Geneticists exploit the normal life cycle of an organism to test for the dominance or recessivity of alleles. To see how this is done, we need first to review the type of cell division that gives rise to gametes (sperm and egg cells in higher plants and animals). Whereas the body (somatic) cells of most multicellular organisms divide by mitosis, the germ cells that give rise to gametes undergo meiosis. Like somatic cells, premeiotic germ cells are diploid, containing two homologs of each morphologic type of chromosome.
The two homologs constituting each pair of homologous chromosomes are descended from different parents, and thus their genes may exist in different allelic forms. In mitosis DNA replication is always followed by cell division, yielding two diploid daughter cells.

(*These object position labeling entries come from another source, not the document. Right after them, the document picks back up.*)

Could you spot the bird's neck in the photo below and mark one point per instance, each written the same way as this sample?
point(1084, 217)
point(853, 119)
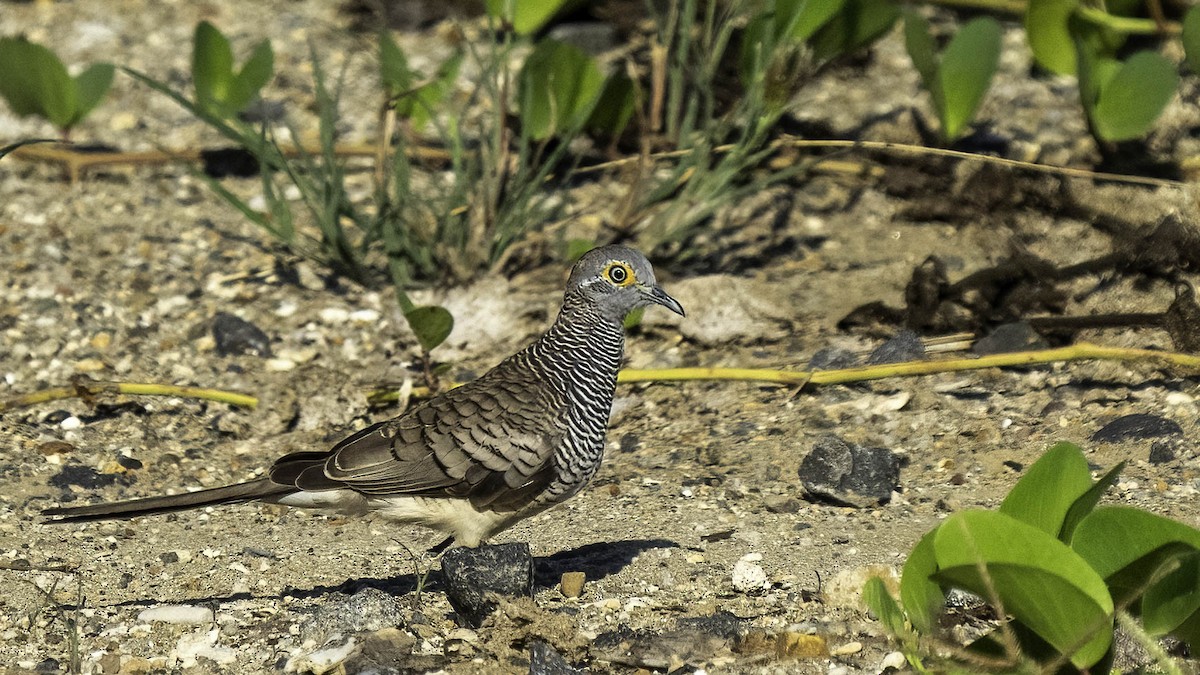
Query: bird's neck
point(587, 342)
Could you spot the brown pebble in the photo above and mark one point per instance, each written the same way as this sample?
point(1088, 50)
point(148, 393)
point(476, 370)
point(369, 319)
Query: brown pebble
point(573, 584)
point(801, 645)
point(111, 663)
point(90, 365)
point(55, 448)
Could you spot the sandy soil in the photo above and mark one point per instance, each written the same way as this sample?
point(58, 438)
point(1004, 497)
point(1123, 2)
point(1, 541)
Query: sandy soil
point(119, 278)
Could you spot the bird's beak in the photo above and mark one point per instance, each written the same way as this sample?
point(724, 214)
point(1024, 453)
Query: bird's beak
point(658, 296)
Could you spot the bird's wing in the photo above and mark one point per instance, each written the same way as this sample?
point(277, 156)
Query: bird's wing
point(492, 443)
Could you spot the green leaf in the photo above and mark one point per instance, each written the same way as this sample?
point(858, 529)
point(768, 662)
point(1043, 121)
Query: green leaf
point(1047, 27)
point(799, 19)
point(558, 88)
point(420, 106)
point(255, 73)
point(576, 248)
point(967, 66)
point(1139, 532)
point(922, 597)
point(1049, 489)
point(35, 82)
point(12, 147)
point(923, 52)
point(526, 16)
point(615, 107)
point(883, 605)
point(91, 85)
point(1039, 580)
point(1133, 99)
point(857, 24)
point(393, 66)
point(1086, 502)
point(431, 324)
point(1191, 39)
point(211, 67)
point(1171, 604)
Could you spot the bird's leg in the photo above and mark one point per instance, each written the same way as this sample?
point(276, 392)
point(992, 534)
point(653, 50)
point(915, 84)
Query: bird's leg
point(443, 545)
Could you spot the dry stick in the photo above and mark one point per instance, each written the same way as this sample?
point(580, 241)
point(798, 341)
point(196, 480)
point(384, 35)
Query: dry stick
point(1080, 351)
point(88, 389)
point(77, 162)
point(905, 149)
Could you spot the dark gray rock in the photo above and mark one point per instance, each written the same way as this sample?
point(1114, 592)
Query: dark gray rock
point(850, 475)
point(82, 476)
point(832, 358)
point(369, 609)
point(906, 346)
point(1138, 425)
point(237, 335)
point(545, 661)
point(472, 574)
point(1162, 452)
point(1017, 336)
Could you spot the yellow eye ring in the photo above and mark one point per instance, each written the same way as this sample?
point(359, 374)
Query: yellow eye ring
point(619, 274)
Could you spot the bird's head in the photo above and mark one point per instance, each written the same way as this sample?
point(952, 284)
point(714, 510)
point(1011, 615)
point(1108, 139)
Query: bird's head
point(617, 280)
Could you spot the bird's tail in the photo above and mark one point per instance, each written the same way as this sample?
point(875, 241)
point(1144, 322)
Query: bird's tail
point(262, 489)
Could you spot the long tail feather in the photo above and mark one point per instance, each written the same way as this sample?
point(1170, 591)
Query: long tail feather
point(262, 489)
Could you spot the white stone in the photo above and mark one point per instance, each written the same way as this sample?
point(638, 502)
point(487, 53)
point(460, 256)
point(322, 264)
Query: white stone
point(203, 644)
point(334, 315)
point(322, 661)
point(177, 614)
point(894, 661)
point(365, 316)
point(749, 577)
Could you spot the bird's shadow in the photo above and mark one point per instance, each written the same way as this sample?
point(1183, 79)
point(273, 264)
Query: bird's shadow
point(597, 561)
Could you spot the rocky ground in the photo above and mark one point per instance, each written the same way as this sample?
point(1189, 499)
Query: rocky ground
point(700, 547)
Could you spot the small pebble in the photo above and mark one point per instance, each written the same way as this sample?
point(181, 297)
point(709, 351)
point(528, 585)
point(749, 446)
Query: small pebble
point(1161, 452)
point(894, 661)
point(1139, 425)
point(847, 649)
point(334, 315)
point(749, 577)
point(177, 614)
point(571, 585)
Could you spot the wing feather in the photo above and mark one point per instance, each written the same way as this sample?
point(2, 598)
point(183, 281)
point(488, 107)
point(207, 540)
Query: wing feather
point(492, 441)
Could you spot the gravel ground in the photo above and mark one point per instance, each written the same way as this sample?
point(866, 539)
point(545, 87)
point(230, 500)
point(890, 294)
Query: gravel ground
point(697, 541)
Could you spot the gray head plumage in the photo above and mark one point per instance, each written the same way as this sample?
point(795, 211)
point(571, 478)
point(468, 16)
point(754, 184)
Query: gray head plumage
point(617, 280)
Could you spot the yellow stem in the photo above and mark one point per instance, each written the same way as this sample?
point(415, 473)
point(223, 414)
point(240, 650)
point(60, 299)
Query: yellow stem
point(89, 389)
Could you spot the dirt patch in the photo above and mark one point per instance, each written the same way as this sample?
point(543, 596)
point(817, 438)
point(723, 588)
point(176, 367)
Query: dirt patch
point(121, 275)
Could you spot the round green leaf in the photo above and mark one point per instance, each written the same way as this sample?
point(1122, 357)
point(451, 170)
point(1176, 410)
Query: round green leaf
point(1134, 97)
point(967, 66)
point(1139, 532)
point(35, 82)
point(526, 16)
point(1047, 491)
point(1038, 579)
point(919, 595)
point(558, 88)
point(211, 67)
point(431, 324)
point(91, 85)
point(802, 18)
point(1050, 40)
point(1171, 604)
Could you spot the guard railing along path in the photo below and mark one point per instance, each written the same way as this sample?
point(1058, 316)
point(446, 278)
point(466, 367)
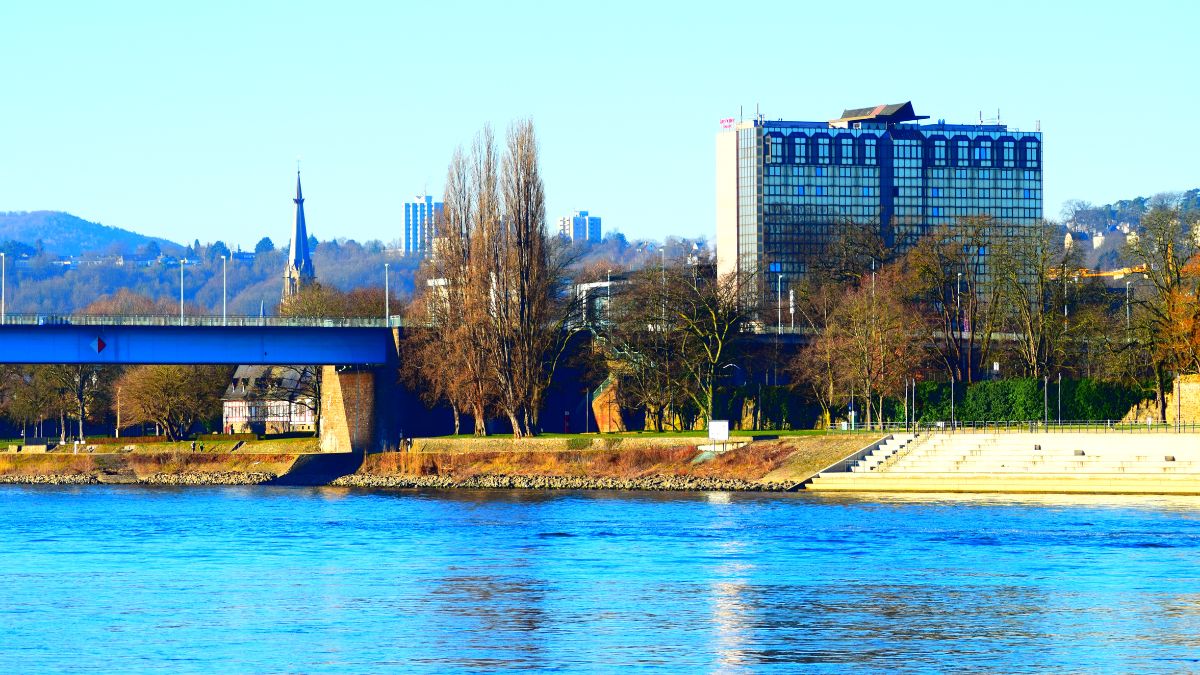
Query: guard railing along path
point(1032, 426)
point(199, 321)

In meiosis one round of DNA replication is followed by two separate cell divisions, yielding four haploid (1n) cells that contain only one chromosome of each homologous pair. The apportionment, or segregation, of the replicated homologous chromosomes to daughter cells during the first meiotic division is random; that is, maternally and paternally derived homologs segregate independently, yielding daughter cells with different mixes of paternal and maternal chromosomes. As a way to avoid unwanted complexity, geneticists usually strive to begin breeding experiments with strains that are homozygous for the genes under examination. In such truebreeding strains, every individual will receive the same allele from each parent and therefore the composition of alleles will not change from one generation to the next.